Cuando el joven volvió a abrir los ojos, se sorprendió, como es fácil de imaginar, por encontrarse con los pies atados y por no experimentar en el cerebro aquella pesadez que le impedía concertar el más leve pensamiento.
Los fuertes efectos del filtro rojo, aquel veneno terrible que convierte al hombre más vigoroso y enérgico en un estúpido, más aún, en un idiota verdadero, habían desaparecido por completo y el cerebro estaba libre, aunque algo confuso todavía, como se puede comprender fácilmente.
Lin-Kai se preguntó ante todo si estaba soñando. ¡Tanto le costaba reunir las ideas! Recordaba confusamente haber sido robado por los «Banderas Negras» y «Amarillas», y haber sido embarcado por la fuerza, en un junco de guerra, mandado por Kin-Lung, y haber sido llevado a las islas, y haber bebido un filtro que le había hecho enloquecer. Y nada más. Sólo conservaba un vago recuerdo de un hombre que le hablaba dulcemente, que le había llevado un día a una caverna tenebrosa, pero no conseguía saber quién era.
Y después, ¿qué le había sucedido? ¿Por qué se encontraba en aquel momento solo en el antro marino, cubierto de algas y por qué su cerebro podía, por fin, razonar? ¿Qué había sido de Kin-Lung y Sun-Pao y de sus raptores y de la gentil Perla del Río Rojo, la doncella a la que tanto había amado y que debía hacerle dichoso?
Durante más de una hora estuvo pensando Lin-Kai, esforzándose inútilmente en coordinar sus ideas que, en lugar de aclararse, se confundían cada vez más.
Rumor confuso de voces y blasfemias vino a sacarle de sus pensamientos.
Se acercaban unos hombres.
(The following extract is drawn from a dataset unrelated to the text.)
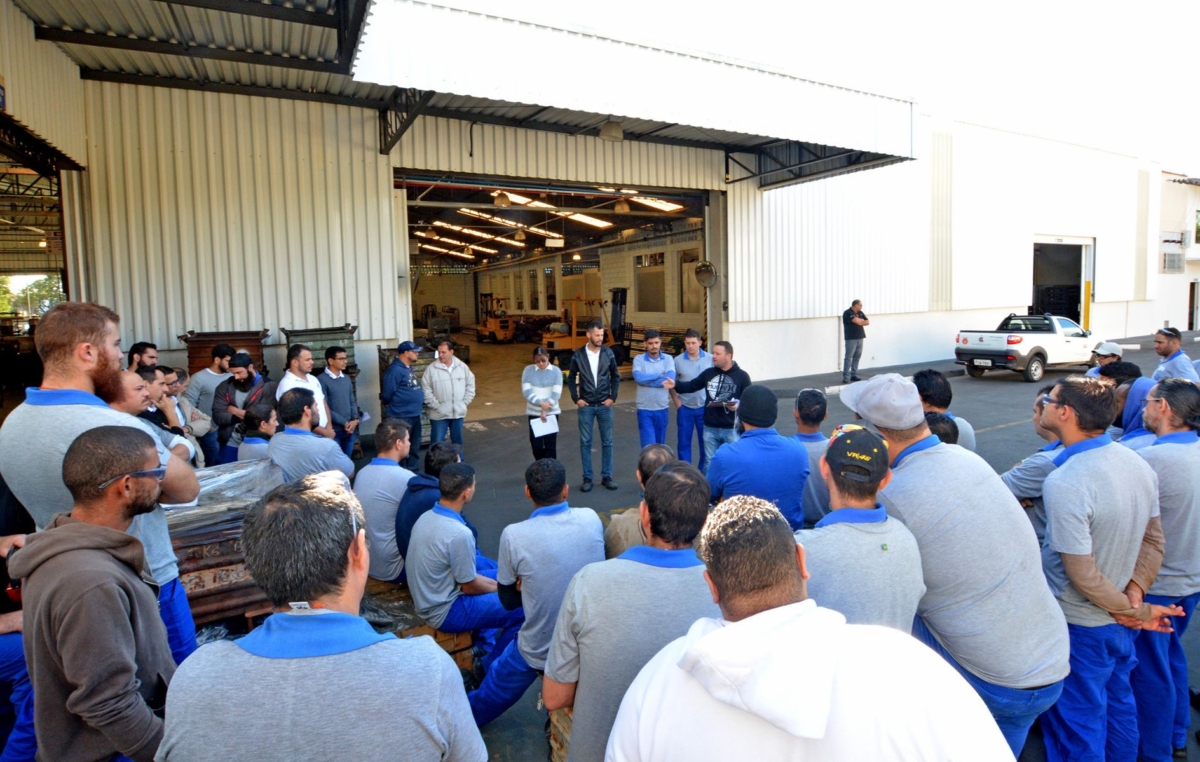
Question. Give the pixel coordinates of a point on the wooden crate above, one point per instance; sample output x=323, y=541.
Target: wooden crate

Se oía claramente hablar y rodar guijarros por la tierra arenosa.
Lin-Kai, rotas las cuerdas que le ligaban las piernas, se puso de un salto en pie.
Había reconocido dos de aquellas voces.
—¡Sun-Pao!…¡Kin-Lung! —exclamó con odio invencible—. ¿Qué vendrán, a hacer aquí? ¿Acaso a matarme?
Comprendió por instinto que un grave peligro le amenazaba. Por otra parte, no podría esperar nada bueno de aquellos bandidos que le habían arrancado de las orillas del Río Rojo y que le habían hecho beber aquel filtro que fue causa de un sufrimiento tan largo.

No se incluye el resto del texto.